Residents unhappy over vacant property fencing

There are barricades at the northwest end of Deer Valley Road, and tall fencing with barb wire top to keep out the public. [Roger Ball/Independent Newsmedia]

By Roger Ball
Independent Newsmedia

What appeared to some Sun City West residents as a nice place to walk their dogs apparently appeared to others as a nice place to dump trash and debris.

The county’s solution to the latter problem upset some residents.

At the June 27 PORA Traffic and Safety Committee meeting, Sun City West resident Bob Barron asked why the end of Deer Valley Road had been fenced off.  It was, he said, a popular place for local residents to walk their dogs.

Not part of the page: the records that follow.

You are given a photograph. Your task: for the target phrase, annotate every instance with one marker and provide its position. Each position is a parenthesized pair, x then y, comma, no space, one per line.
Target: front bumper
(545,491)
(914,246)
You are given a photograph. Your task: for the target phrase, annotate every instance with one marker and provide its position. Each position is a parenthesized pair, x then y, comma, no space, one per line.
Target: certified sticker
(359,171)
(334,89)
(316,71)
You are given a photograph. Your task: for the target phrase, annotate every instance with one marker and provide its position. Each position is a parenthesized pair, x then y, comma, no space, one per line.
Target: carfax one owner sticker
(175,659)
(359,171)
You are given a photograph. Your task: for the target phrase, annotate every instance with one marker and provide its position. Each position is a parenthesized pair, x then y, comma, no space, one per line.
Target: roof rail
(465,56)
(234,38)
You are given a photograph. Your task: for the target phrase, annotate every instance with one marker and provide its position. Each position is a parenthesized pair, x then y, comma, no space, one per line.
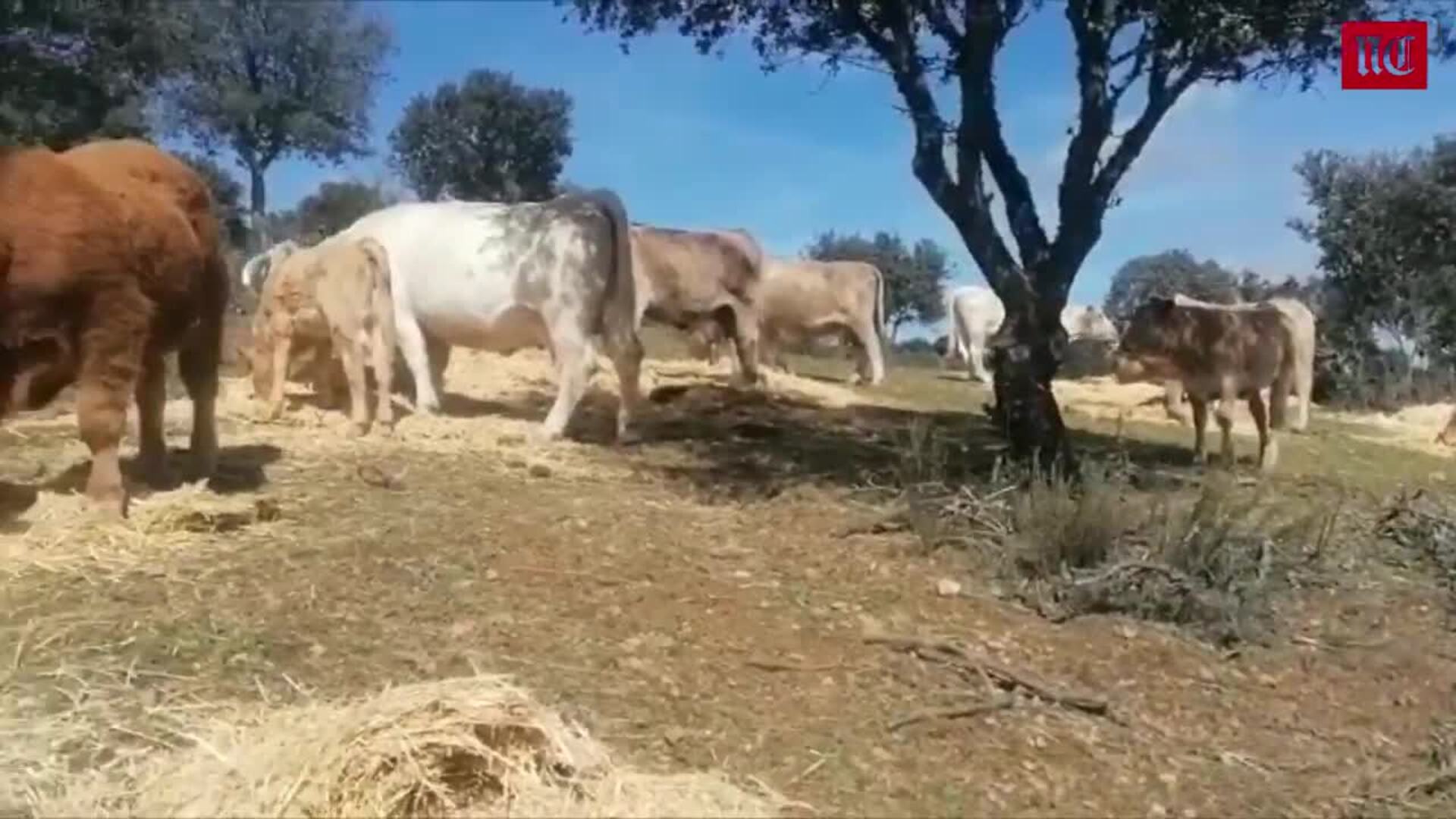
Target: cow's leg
(1269,449)
(417,357)
(383,363)
(871,366)
(626,357)
(1228,400)
(1172,400)
(152,400)
(1200,426)
(574,354)
(200,360)
(746,343)
(353,360)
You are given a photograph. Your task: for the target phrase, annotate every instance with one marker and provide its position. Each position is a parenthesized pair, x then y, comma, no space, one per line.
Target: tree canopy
(487,139)
(1159,47)
(85,69)
(275,79)
(335,206)
(913,276)
(1164,275)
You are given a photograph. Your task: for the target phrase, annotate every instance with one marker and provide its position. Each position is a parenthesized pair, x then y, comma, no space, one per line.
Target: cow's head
(1155,331)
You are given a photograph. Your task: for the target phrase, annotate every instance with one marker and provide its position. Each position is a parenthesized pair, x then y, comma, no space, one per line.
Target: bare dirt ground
(702,601)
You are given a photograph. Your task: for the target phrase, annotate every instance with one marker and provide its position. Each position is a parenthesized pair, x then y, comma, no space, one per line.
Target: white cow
(1304,347)
(503,278)
(255,271)
(976,312)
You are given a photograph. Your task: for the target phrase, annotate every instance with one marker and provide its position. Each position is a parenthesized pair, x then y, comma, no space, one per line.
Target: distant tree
(487,139)
(228,196)
(277,79)
(1164,275)
(335,206)
(913,276)
(1161,47)
(1385,226)
(85,69)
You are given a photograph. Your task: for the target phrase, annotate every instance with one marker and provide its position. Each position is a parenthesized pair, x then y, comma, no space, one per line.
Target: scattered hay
(462,746)
(61,534)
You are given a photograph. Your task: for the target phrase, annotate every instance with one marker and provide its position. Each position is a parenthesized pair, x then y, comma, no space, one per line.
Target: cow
(1448,435)
(255,270)
(1216,354)
(109,259)
(833,303)
(1304,356)
(335,299)
(689,279)
(976,312)
(503,278)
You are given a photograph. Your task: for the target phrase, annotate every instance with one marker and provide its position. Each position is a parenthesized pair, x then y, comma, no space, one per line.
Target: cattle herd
(111,257)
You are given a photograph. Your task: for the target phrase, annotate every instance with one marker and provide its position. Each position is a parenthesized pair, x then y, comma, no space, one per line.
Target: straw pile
(475,746)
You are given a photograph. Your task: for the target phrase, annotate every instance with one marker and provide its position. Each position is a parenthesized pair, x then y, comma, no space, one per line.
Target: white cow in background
(503,278)
(974,312)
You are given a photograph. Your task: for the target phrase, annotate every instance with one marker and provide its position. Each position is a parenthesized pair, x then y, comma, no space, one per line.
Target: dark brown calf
(1216,354)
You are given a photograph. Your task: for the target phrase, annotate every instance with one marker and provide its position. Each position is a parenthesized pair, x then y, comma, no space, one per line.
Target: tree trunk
(1025,354)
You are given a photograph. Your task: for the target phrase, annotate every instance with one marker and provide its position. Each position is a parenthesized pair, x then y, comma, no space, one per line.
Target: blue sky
(701,142)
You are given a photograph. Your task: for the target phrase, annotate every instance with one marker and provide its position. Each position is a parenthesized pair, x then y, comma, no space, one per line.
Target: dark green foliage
(487,139)
(275,79)
(913,276)
(85,69)
(335,206)
(1164,275)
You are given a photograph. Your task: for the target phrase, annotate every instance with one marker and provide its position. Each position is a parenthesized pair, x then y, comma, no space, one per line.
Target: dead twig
(956,713)
(1005,678)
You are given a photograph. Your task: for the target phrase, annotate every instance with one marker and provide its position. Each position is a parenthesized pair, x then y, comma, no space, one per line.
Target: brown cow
(835,303)
(686,278)
(332,297)
(109,259)
(1218,354)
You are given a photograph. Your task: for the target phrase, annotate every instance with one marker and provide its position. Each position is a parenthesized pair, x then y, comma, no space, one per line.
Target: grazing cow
(837,302)
(332,297)
(976,312)
(1216,354)
(1304,356)
(501,278)
(109,259)
(255,270)
(691,279)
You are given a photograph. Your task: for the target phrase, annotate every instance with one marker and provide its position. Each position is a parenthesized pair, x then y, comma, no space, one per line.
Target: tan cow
(1216,354)
(835,302)
(686,279)
(1304,319)
(335,299)
(1448,436)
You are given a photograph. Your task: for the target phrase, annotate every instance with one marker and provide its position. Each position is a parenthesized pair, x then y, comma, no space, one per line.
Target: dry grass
(699,602)
(471,746)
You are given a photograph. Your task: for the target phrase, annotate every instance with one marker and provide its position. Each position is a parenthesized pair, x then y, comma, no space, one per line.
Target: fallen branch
(1005,678)
(960,711)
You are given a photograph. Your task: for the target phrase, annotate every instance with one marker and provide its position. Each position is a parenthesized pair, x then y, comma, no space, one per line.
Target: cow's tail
(880,303)
(618,322)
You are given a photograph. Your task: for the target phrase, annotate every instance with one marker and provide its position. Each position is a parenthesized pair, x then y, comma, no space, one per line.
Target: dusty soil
(701,601)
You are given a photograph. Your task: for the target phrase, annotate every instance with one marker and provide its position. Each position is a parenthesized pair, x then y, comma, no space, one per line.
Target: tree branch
(981,134)
(965,200)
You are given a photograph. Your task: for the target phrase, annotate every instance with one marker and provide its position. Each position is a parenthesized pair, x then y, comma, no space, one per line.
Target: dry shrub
(462,746)
(1424,528)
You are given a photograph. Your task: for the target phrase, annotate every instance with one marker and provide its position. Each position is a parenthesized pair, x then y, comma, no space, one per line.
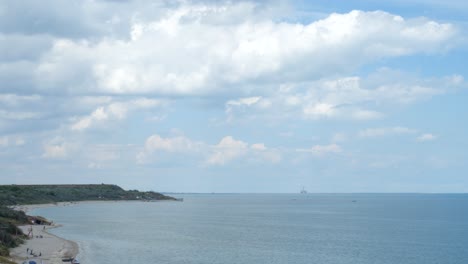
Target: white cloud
(354,98)
(380,132)
(18,115)
(6,141)
(14,99)
(426,137)
(58,151)
(113,111)
(320,110)
(339,137)
(320,150)
(238,54)
(159,145)
(226,150)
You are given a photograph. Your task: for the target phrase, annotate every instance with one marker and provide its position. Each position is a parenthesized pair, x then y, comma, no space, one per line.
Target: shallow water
(271,228)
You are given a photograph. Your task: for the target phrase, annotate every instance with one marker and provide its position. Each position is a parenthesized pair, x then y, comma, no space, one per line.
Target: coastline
(43,246)
(52,249)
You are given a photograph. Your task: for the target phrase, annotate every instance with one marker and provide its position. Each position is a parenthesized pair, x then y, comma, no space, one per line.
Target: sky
(238,96)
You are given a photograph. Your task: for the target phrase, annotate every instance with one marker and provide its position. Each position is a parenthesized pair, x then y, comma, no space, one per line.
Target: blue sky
(211,96)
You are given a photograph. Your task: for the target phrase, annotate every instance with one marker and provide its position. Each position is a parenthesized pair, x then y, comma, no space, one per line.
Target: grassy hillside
(11,236)
(36,194)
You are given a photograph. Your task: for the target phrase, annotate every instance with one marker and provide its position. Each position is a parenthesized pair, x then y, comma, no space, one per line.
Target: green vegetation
(37,194)
(11,236)
(6,261)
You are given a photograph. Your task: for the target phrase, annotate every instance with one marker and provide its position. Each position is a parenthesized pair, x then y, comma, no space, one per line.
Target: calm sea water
(280,228)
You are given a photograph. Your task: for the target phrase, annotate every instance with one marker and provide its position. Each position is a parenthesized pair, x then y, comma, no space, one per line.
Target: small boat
(303,191)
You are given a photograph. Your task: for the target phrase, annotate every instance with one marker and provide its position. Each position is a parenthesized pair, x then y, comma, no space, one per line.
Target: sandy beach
(44,246)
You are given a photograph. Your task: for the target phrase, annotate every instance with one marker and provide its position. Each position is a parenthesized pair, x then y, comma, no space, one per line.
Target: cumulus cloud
(320,150)
(57,151)
(386,131)
(6,141)
(220,56)
(426,137)
(356,98)
(228,149)
(113,111)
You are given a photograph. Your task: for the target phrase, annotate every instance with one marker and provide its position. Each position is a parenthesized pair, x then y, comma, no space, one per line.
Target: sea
(270,229)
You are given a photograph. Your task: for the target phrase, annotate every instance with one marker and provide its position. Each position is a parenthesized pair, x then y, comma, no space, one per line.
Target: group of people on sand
(30,252)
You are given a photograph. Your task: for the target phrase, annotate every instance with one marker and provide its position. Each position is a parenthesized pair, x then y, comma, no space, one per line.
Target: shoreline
(52,249)
(42,246)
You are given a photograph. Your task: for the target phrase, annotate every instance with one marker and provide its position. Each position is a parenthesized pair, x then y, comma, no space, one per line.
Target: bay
(270,228)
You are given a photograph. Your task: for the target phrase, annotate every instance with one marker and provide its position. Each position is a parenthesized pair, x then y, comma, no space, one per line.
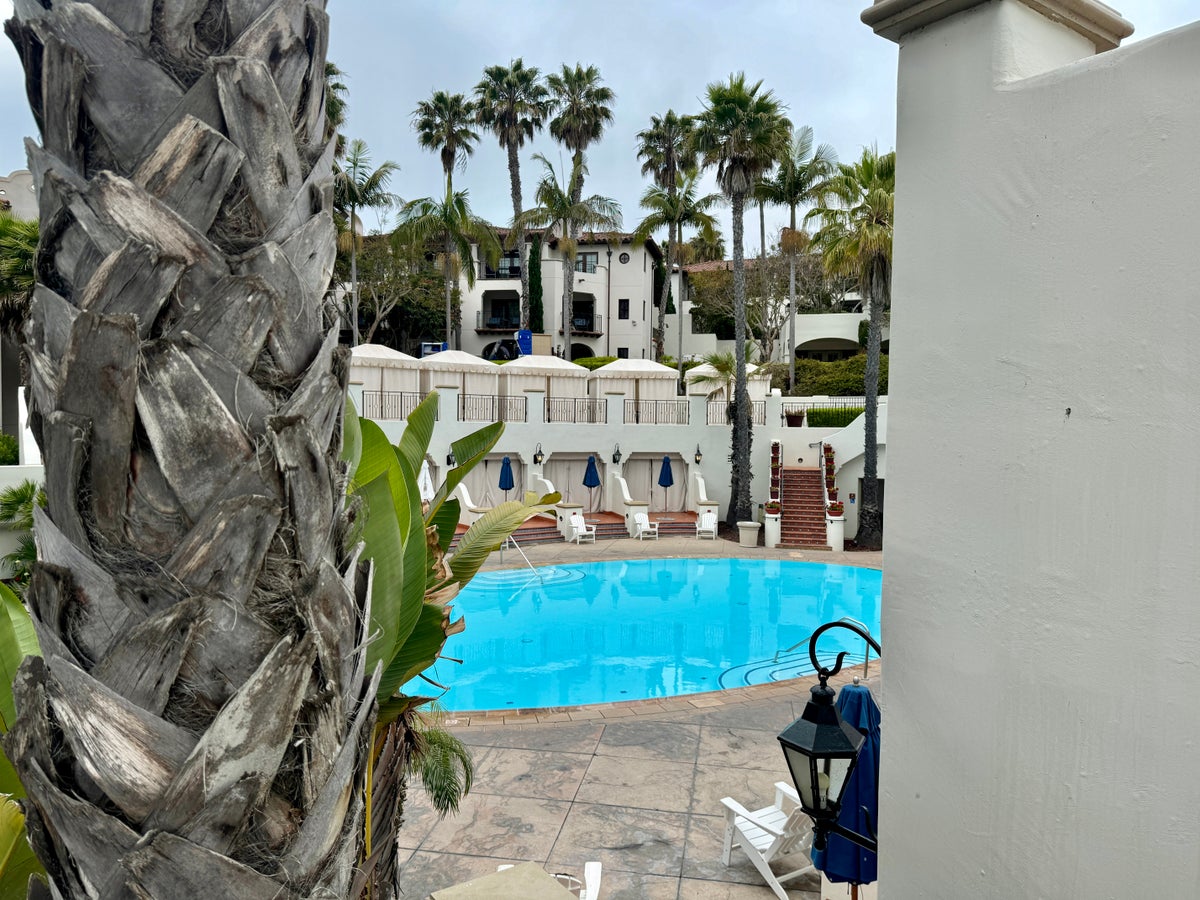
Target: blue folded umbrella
(507,483)
(665,478)
(843,861)
(592,475)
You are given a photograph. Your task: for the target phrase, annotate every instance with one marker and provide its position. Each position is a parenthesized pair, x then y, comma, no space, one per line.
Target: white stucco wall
(1041,616)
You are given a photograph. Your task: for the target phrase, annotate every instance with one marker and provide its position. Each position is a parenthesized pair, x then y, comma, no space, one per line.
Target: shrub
(594,363)
(10,453)
(833,418)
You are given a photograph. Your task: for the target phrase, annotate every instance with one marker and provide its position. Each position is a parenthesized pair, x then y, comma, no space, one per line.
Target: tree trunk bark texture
(739,481)
(870,521)
(515,184)
(199,723)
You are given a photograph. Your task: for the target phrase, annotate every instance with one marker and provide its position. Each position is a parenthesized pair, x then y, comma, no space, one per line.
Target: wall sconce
(822,749)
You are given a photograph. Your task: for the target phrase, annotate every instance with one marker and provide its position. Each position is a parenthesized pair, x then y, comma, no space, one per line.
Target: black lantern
(821,750)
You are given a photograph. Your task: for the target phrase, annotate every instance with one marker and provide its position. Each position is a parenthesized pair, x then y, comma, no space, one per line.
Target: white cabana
(636,378)
(555,376)
(382,369)
(455,369)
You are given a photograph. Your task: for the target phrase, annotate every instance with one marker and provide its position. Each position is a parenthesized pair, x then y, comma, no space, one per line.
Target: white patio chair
(645,527)
(768,834)
(587,889)
(581,531)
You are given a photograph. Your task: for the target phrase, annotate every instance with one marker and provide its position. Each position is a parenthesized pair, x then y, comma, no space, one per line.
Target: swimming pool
(599,633)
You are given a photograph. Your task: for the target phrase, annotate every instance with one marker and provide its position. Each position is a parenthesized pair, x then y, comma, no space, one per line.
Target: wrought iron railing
(657,412)
(390,405)
(576,411)
(487,408)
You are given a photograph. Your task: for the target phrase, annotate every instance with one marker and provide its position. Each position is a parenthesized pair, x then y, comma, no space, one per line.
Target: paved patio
(634,785)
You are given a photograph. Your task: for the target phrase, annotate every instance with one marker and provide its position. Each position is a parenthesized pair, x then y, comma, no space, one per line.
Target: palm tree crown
(665,148)
(582,107)
(742,131)
(511,102)
(443,125)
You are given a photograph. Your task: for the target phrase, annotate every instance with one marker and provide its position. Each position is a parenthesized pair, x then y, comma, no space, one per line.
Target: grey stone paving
(636,786)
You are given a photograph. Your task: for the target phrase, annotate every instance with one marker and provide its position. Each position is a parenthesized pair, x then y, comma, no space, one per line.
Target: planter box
(748,534)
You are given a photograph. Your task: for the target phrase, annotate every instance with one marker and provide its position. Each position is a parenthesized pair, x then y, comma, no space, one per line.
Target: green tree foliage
(856,216)
(537,309)
(742,131)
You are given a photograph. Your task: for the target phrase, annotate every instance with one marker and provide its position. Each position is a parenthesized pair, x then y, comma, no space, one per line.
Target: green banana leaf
(17,859)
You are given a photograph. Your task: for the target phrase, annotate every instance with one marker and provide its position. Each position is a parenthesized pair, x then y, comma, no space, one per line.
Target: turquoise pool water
(600,633)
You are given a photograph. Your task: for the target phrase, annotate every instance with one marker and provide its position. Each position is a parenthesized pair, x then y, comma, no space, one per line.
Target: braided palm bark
(198,725)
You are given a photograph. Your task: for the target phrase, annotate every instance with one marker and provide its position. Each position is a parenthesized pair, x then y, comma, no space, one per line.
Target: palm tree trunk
(354,281)
(198,724)
(870,521)
(448,279)
(791,311)
(739,481)
(515,184)
(660,331)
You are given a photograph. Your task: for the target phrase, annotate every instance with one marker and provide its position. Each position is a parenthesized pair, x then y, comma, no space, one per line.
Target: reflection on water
(667,627)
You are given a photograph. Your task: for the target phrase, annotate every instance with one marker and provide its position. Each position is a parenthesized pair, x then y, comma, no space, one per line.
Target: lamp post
(821,750)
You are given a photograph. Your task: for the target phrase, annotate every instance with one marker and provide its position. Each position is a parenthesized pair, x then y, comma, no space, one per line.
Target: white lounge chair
(768,834)
(581,531)
(645,527)
(589,888)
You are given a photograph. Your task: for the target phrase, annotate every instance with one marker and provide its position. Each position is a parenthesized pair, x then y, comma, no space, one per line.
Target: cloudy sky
(829,70)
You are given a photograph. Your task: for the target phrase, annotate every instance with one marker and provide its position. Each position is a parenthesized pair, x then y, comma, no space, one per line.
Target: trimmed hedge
(832,418)
(594,363)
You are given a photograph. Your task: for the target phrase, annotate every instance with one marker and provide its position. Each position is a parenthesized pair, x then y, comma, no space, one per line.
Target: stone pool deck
(635,785)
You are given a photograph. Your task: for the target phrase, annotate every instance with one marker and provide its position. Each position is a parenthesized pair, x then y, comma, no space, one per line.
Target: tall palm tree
(514,103)
(855,238)
(582,109)
(18,249)
(742,130)
(444,126)
(555,215)
(802,169)
(675,209)
(451,223)
(358,186)
(665,150)
(199,723)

Michelle Montijo, deputy administrator for County Supervisor Clint Hickman (R-Dist 3) was at the meeting promised to follow up.

In a letter to Mr. Baron, Mr. Hickman said the parcel is excess land from when the county had control and built the interim Loop 303.  The freeway was originally planned in 1985 as part of the Maricopa Association of Governments Transportation Plan and was funded by a voter approved sales tax.

But it was dropped from the regional plan due to increasing costs and inadequate funding cost. The Arizona Department of Transportation abandoned plans to build the route, but Maricopa County decided to pick up the project.

Some Sun City West residents were worried the Deer Valley Road would connect to the new highway and cause heavy traffic in the area and contacted their elected officials. Jan Brewer at that time represented Sun City West in the legislature and then later the county Board of Supervisors. She promised the residents there would be no connection that would create through traffic.

That is why the road ends without a connection, and there is some unused land.

“Such parcels are normally sold at auction,” Mr. Hickman said, “but this parcel has been tough to sell because it has very limited access from Deer Valley Road. When the county has these orphaned parcels, we must limit access to prevent illegal dumping, dust control issues and unwanted trespassing.”

MCDOT officials said several years ago they put the property up for auction at the request of some Sun City West residents who wanted houses to be built there, but there were no bidders.

The 16-acre lot is basically triangular shaped with a small strip connecting to Grand Avenue.  It is bordered by the walled Loop 303 along most of it, and it does not have access to US60/Grand Avenue because it would need to create a crossing over the very active Burlington Norther Santa Fe Railway.

Some in the community who were opposed to the recent fencing thought a group of residents met with Mr. Hickman to have the lot blocked to others.

“No meeting ever took place,” said Hickman’s chief of staff, Scott Isham.

It was county officials on their own initiative that decided to fence the area according to Mr. Isham.

“Maricopa County Department of Transportation staff were the ones who found items on the property and fenced it off because they have seen more illegal dumping and homeless living on our vacant land,” he said.

Mr. Hickman’s response to Mr. Barron added that MCDOT and the Flood Control District just completed a huge clean up because of these activities on county properties.

Residents are welcome to address issues at regular Board of Supervisors meetings in the auditorium at 205 West Jefferson Street, Phoenix. The formal meetings are generally held at 9:30 a.m. the second and fourth Wednesdays of each month. Changes and special meetings are posted online.